Sepulveda Basin Mallards

 

They paddle through expanding

And overlapping wakes.

One glides in, cleared for landing,

And, with his breast for brakes,

Skids to a cushy halt,

Then makes a smooth turn shoreward.

Another, in the mood

To try a somersault

Or dabble for some food,

Pitches abruptly forward,

 

Tail straight up from the water.

Others appear to be

Content merely to potter

About in buoyancy.

Still others extract oil

From their rump glands to preen.

(Bills digging here and there,

Their lithe necks coil, uncoil,

As they check out, repair

And keep their feathers clean.)

 

Just a mile off, two freeways

Cross like scissors’ shears;

Likewise, flyways and seaways

Have narrowed with the years.

Still, in this watershed’s

Low marshes, the ducks range

With cormorants and coots,

With grebes and buffleheads,

At home in old pursuits

And salutary change.

 

There, willow-overhung,

A mother leads the newer

Flotilla of her young,

Who, swivel-bonded to her

Mood (and direction) swings,

Veer neatly left and right.

On water-spanking feet,

A scaup sprints and flaps wings

And wills itself to meet

The requisites for flight.

 

Who wouldn’t, though the day

Decline, be slow to leave

This place where egrets may

Remain on the qui vive,

Wading deliberately

Through chilly water plants?

Marsh wrens swoop after midges,

And the sharp eye can see

How fallen reeds are bridges

For hurrying-homeward ants

 

That cross a rivulet

Emptying in the pond.

Soon, darkness; but as yet

Birds call and, called, respond.

And mallards drift serenely

On the fresh inland tide—

Speculum feathers flashing,

Males lifting their heads greenly,

Some, as they’re swimming, splashing

Their bills from side to side.

 

 

Freudian Analysis

 

A luxury sedan sways round the curve,

Scattering roller-blading hockey players.

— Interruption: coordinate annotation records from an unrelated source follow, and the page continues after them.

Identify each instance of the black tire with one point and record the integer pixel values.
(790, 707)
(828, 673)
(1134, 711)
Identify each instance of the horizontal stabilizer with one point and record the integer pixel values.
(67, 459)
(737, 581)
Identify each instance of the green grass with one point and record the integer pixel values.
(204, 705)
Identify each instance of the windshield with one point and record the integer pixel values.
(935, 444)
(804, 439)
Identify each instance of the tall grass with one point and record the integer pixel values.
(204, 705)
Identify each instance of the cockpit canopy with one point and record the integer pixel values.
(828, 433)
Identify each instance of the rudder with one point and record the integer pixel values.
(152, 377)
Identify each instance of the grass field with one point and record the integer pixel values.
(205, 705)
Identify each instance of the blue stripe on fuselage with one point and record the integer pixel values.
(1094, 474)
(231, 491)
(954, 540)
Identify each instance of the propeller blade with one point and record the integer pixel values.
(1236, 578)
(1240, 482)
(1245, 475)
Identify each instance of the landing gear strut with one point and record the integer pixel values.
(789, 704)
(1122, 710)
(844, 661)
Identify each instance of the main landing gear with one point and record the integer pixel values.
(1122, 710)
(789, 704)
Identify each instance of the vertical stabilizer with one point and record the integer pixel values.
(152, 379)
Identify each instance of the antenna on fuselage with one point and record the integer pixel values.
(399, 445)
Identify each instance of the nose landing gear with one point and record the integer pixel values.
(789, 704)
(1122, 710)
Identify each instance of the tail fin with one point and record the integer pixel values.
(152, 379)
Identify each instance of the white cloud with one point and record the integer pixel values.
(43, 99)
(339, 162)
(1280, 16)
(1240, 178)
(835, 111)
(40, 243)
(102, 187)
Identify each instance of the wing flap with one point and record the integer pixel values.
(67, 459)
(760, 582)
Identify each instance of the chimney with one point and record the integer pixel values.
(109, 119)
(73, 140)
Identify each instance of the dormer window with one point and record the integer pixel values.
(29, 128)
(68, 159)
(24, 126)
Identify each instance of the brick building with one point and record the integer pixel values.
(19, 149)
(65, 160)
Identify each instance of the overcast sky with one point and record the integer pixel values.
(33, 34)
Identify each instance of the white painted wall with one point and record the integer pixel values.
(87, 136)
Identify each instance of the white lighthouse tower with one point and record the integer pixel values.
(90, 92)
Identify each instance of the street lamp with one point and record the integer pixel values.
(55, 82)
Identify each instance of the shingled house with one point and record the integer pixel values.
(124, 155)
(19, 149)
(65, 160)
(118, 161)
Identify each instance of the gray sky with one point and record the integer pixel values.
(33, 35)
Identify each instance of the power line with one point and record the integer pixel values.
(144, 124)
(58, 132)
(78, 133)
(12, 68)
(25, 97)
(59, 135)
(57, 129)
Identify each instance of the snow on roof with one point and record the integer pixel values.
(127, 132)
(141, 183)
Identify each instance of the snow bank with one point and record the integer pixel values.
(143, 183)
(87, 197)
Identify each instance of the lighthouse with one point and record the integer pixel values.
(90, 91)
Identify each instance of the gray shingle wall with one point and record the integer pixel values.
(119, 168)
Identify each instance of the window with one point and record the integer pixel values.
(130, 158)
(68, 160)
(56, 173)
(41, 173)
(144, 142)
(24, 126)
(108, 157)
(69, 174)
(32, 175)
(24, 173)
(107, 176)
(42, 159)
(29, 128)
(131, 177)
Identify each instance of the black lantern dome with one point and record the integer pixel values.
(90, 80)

The driver’s wearing sunglasses, though night

Is gathering; his Great Dane, riding shotgun,

Leans from the window and barks furiously

At a bewildered terrier on the sidewalk.

Libidinous inanity!  Woof!  Woof!

I’ve got a Lexus and you’ve got a leash!

Driver and dog, quite clearly, haven’t learned

That anybody can achieve an ego:

The real trick is resolving to transcend it.

Innocent ids, the boys regroup; one cuts

A circle sharply, swings his stick, and rifles

The plastic ball that serves as puck between

The pair of soda cans that serve as goal posts.

The superego’s representatives,

Six ravens mob the disappearing car

Before they peel off, cawing, to the trees

While the small terrier—hair in his eyes,

His toenails clicking pavement—trots away,

Leading his owner homeward from their ramble.